The inmates who populate Night of the Kings apparently really love stories. The film is set in a prison known as La MACA (Maison d’Arrêt et de Correction d’Abidjan) in the economic capital of West Africa’s Ivory Coast, and these male convicts take storytelling very seriously — they practically serve as repertory players as a narrator spins a yarn. When a young pickpocket (Bakary Koné) shows up, he’s given the nickname Roman and finds himself having to give these guys a good story for one night.
Atop the prison’s food chain is Blackbeard (Steve Tientcheu), La MACA’s resident lord — Dangoro, as he’s called — who has gotten too old and ill to carry on.
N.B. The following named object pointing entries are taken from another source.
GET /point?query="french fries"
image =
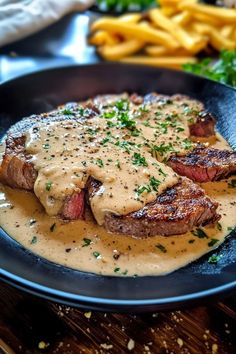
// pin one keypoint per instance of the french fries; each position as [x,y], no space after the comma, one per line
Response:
[169,36]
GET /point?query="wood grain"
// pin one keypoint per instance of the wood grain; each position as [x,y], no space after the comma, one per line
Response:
[27,323]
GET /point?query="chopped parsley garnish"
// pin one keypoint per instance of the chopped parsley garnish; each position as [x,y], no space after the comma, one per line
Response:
[67,112]
[161,248]
[179,129]
[223,70]
[161,172]
[52,227]
[144,109]
[99,162]
[154,183]
[187,144]
[116,270]
[122,105]
[219,226]
[191,241]
[32,222]
[111,124]
[92,131]
[87,242]
[96,254]
[125,121]
[34,240]
[212,242]
[199,233]
[162,148]
[118,164]
[126,145]
[135,132]
[139,160]
[105,140]
[232,183]
[214,259]
[141,189]
[109,115]
[153,186]
[48,186]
He’s the one who chooses the new inmate to be the official storyteller before going off to the upper room — this is all part of a tradition that supposedly ends with the storyteller being offed once his story is finished.
Like so many movies about the incarcerated, Kings is about survival. Our boy Roman has to keep on regaling these convicts (among them is frequent Leos Carax collaborator Denis Lavant as a weirdo with a chicken on his shoulder) until the blood-colored moon over the prison is out of sight and he has made it to another day. He tells them the mostly fabricated history of Zama King, the revered (and recently murdered) outlaw whose gang Roman was a part of. Roman weaves an epic tale about Zama, which at one point involves two warring members of a royal family duking it out by shape-shifting into various objects. While Roman keeps the crowd riveted, rival crew leaders are plotting, scheming and, yes, killing in order to get to Blackbeard’s top spot. Even the guards have holed themselves up in a room until all this shit is over.
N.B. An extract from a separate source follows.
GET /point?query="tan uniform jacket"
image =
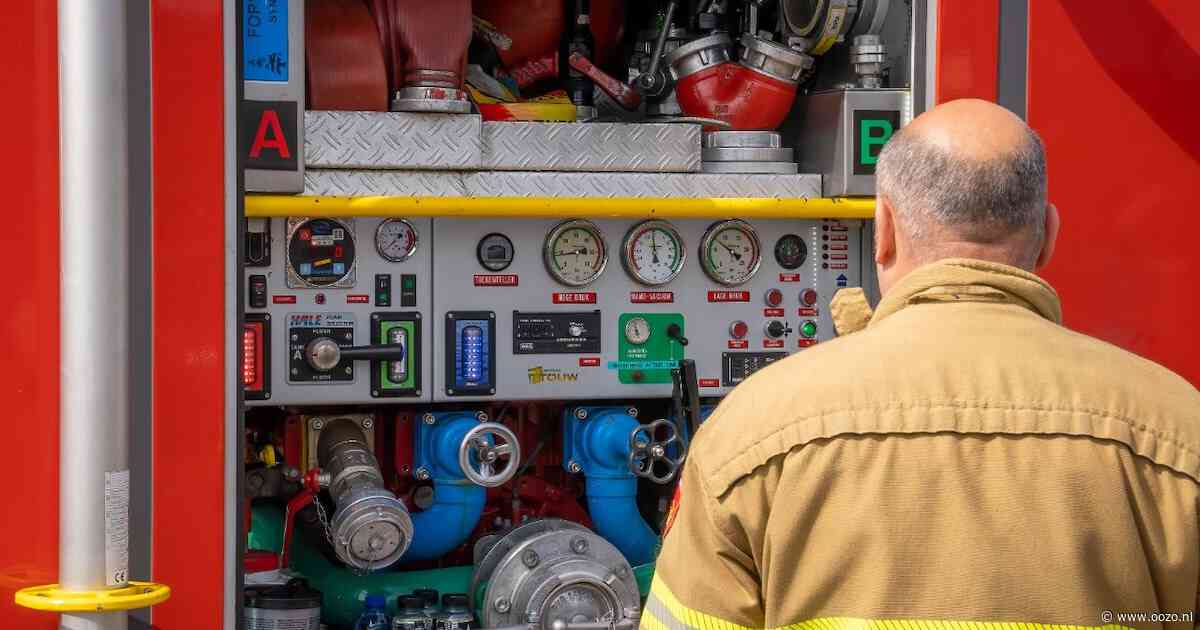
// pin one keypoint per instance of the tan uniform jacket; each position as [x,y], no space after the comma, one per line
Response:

For his second feature, French-Ivorian writer-director Philippe Lacôte (Run) gives a rather embellished view of life at La MACA. (In interviews, he has said inmates do enjoy a good story, but they’re not about to kill the guy who tells it.) From the way Lacôte presents it — complete with dim/grim cinematography by Tobie Marier-Robitaille — the harsh, grungy surroundings of La MACA aren’t all that different from the harsh, grungy surroundings everywhere else in Abidjan. (La MACA is basically a slum that just happens to be populated by criminals.) Whether inside or out, they are all trapped and ready to go to war at a moment’s notice. Is it any wonder these guys like escaping with a tall tale?
I must admit, Kings is a movie I admire more than fully embrace. Lacôte is a filmmaker who has gone through great pains (seriously, the dude was attacked by a machete-wielding youth gang a couple winters ago) to show how treacherous and, ultimately, fantastical life in the Ivory Coast can get. Sometimes, both the figurative and literal madness of Night of the Kings can get overwhelming — especially in the chaotic finale.
Nevertheless, Night of the Kings has an impressive amount to work with in its 93-minute run time. Much like this movie’s imaginative protagonist, you may find yourself hanging in there, taking it all in, trying not to get wiped out and hoping you’ll live to see another day.